Where am I?

Probably the first question an embodied intelligence will ask when just turned on in its new workplace. GPS coordinates are not enough here; the robot needs to know where it is in its work environment and be able to navigate it, whether that’s an apartment, a restaurant, a hotel, a supermarket, or any other kind of place in the world. The Real World Web provides access to a network of maps that’s managed and maintained by people and robots who work in that location. These are called domains, and they provide storage for spatial data like point clouds, navigation and occlusion meshes, gaussian splats, etc. The domains anchor this spatial data to the physical world using specialized QR code markers, which are called portals. Let’s dive deeper into how to set up a test environment to try this out.

Preparing your environment

To make your physical location more accessible to the robots and AI, you should first make a domain for it on the Real World Web. Please follow this guide to create an account, generate portal QR codes, place them around your work environment, scan the space, and annotate it with spatial data.

https://www.auki.com/posemesh/domains

Localizing the robot

To find the pose of a robot in the domain coordinates, you need to take an image that contains a portal QR code in the view with one of its onboard cameras.

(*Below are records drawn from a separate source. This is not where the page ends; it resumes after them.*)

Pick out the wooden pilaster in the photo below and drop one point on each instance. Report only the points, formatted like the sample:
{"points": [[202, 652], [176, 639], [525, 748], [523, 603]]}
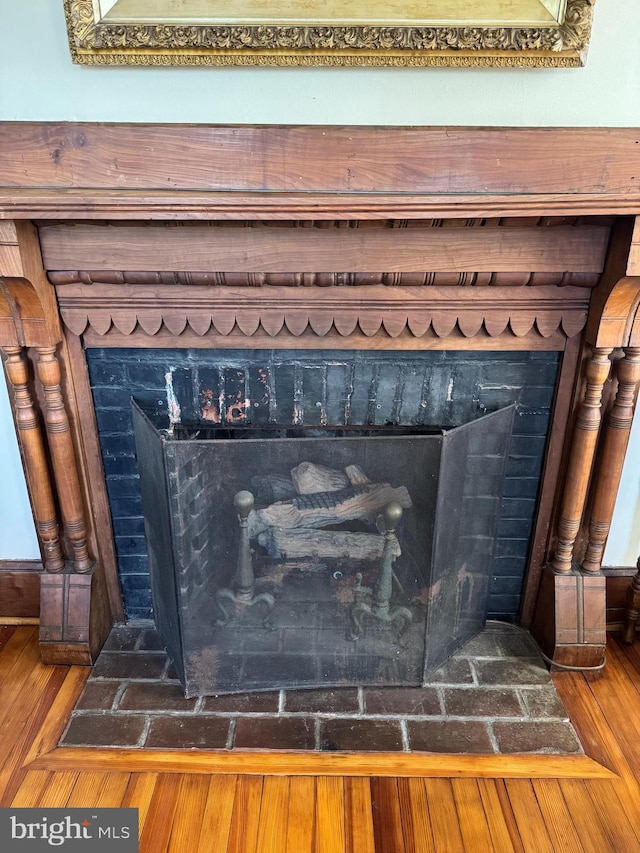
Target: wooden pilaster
{"points": [[616, 439], [74, 616]]}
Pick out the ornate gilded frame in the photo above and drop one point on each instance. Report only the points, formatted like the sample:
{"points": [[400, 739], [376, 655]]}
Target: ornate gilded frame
{"points": [[94, 41]]}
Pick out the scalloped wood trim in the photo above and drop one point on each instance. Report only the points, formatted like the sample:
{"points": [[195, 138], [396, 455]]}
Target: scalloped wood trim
{"points": [[366, 310]]}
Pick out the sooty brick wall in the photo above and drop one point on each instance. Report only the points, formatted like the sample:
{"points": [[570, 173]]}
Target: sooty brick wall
{"points": [[441, 389]]}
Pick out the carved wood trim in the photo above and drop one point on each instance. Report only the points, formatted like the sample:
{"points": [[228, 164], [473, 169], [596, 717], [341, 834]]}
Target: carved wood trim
{"points": [[581, 459], [326, 279], [200, 248], [263, 160], [35, 459], [366, 310]]}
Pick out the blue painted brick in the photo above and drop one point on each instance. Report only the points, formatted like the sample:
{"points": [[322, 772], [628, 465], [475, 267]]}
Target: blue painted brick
{"points": [[534, 397], [106, 370], [122, 466], [148, 374], [512, 548], [124, 487], [525, 466], [114, 420], [524, 487], [133, 565], [128, 526], [518, 507], [131, 546], [125, 507], [514, 528], [503, 606], [506, 586]]}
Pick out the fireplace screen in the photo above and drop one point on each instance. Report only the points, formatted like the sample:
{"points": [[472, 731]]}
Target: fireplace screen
{"points": [[303, 557]]}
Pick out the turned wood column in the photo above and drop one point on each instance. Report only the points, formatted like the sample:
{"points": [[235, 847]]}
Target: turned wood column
{"points": [[616, 440], [583, 449], [44, 510], [63, 457]]}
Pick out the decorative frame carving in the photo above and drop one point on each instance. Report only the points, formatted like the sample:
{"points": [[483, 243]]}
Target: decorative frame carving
{"points": [[97, 40]]}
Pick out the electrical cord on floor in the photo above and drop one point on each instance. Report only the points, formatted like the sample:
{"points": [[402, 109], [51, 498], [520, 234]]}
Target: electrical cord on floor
{"points": [[561, 666]]}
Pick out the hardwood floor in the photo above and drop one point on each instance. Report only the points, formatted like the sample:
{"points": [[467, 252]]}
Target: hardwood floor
{"points": [[504, 805]]}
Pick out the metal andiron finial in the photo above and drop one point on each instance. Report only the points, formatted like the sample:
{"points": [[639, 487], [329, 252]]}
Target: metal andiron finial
{"points": [[380, 608], [242, 593]]}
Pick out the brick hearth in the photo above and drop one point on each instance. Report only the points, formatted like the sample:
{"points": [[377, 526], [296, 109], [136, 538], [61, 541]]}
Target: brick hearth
{"points": [[494, 696]]}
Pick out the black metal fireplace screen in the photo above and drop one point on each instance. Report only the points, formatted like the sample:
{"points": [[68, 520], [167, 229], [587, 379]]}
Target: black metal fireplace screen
{"points": [[299, 557]]}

Please check out this GitHub repository for how to do that in Python or a command-line interface.

Note: The detected pose will be of the camera on the robot that took the image, so if you need to find the pose of, say, the wheels or the feet, you’ll need to offset it according to your robot’s dimensions.

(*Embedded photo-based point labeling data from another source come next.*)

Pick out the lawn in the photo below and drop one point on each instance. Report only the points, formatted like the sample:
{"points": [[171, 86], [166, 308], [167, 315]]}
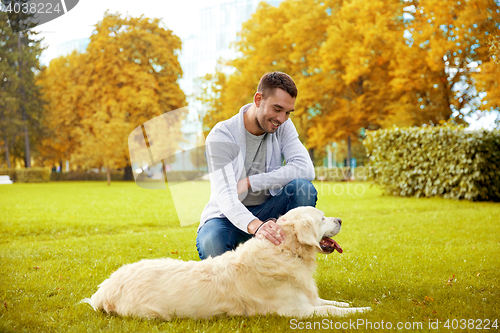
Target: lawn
{"points": [[419, 263]]}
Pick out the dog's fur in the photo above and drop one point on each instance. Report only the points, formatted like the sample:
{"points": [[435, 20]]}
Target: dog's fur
{"points": [[256, 279]]}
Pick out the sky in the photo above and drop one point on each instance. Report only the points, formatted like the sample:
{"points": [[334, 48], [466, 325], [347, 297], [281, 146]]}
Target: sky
{"points": [[179, 16]]}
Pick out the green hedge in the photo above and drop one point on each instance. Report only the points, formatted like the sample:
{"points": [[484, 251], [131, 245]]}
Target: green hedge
{"points": [[182, 176], [116, 175], [339, 174], [33, 175], [436, 161]]}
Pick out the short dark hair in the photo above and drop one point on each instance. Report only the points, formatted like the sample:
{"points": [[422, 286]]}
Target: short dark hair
{"points": [[271, 81]]}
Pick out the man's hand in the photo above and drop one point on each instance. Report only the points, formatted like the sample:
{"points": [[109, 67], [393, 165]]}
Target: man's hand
{"points": [[243, 185], [270, 230]]}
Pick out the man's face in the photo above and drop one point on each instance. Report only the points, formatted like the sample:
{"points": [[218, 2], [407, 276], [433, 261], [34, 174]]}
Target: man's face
{"points": [[274, 110]]}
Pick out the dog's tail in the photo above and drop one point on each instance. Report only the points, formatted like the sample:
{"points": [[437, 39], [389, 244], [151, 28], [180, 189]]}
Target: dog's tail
{"points": [[89, 302]]}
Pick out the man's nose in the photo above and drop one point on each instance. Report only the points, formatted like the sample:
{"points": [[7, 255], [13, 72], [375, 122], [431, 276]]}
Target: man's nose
{"points": [[282, 117]]}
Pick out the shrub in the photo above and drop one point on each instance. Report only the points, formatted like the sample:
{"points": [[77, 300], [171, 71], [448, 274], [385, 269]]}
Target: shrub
{"points": [[339, 174], [33, 175], [86, 175], [436, 161], [9, 172]]}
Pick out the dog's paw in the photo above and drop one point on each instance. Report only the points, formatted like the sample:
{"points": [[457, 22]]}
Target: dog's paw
{"points": [[342, 304]]}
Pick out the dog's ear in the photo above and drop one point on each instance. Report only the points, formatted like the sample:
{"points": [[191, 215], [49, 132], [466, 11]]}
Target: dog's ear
{"points": [[306, 231]]}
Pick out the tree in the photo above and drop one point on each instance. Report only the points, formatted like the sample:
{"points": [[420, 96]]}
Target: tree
{"points": [[21, 98], [127, 76], [487, 77], [434, 72], [364, 65]]}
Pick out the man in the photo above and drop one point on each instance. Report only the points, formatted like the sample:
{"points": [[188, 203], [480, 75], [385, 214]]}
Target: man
{"points": [[249, 183]]}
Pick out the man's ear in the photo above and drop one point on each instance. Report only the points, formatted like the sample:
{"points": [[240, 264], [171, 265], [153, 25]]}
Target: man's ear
{"points": [[306, 231], [257, 99]]}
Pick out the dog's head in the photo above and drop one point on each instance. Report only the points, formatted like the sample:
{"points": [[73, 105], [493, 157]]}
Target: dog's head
{"points": [[312, 228]]}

Currently, if there is no QR code in the image, the localization will fail. The next major update to the localization will support a visual positioning system, which will eliminate this requirement.

Navigating the robot

After finding the pose of the robot, you can get a path to any 3D point by sending an API request to the pathfinding module. This module, as well, is self-hostable and can be set up following the README on the GitHub repository.

https://github.com/aukilabs/pathfinding

The API key required by the server can be created on the console https://console.auki.network/

It makes use of the navigation mesh in the domain, so the parts of the space that are not marked as navigable on the Domain management Tool will be off-limits for the robot. If the start or finish points are off the navigation mesh, the closest point on the mesh will be selected.

Example request:

curl -X POST http://hosted-pathfinding-endpoint.example.com/spatial/findpath \
  -H "Content-Type: application/json" \
  -H "x-api-key: your_api_key" \
  -d '{
    "domainId": "your-domain-id",
    "wayPoints": [
      {"x": 0, "y": 0, "z": 0},
      {"x": 10, "y": 0, "z": 10}
    ],
    "radius": 0.5
  }'

The response will contain the full path and each of it’s segments with distances in meters for each.

Example response:

{
  "full": [
    { "x": 0, "y": 0, "z": 0 },
    { "x": 5, "y": 2, "z": 10 },
    { "x": 10, "y": 0, "z": 20 }
  ],
  "segments": [
    {
      "points": [
        { "x": 0, "y": 0, "z": 0 },
        { "x": 5, "y": 2, "z": 10 }
      ],
      "hasOffMeshStart": false,
      "hasOffMeshEnd": true
    },
    {
      "points": [
        { "x": 5, "y": 2, "z": 10 },
        { "x": 10, "y": 0, "z": 20 }
      ],
      "hasOffMeshStart": true,
      "hasOffMeshEnd": false
    }
  ],
  "totalDistance": 22.45,
  "segmentsDistances": [
    11.36,
    11.09
  ]
}

With this data, you can put your robots locomotion skills in use and make it move along the path while avoiding obstacles that might appear in real time in front of it.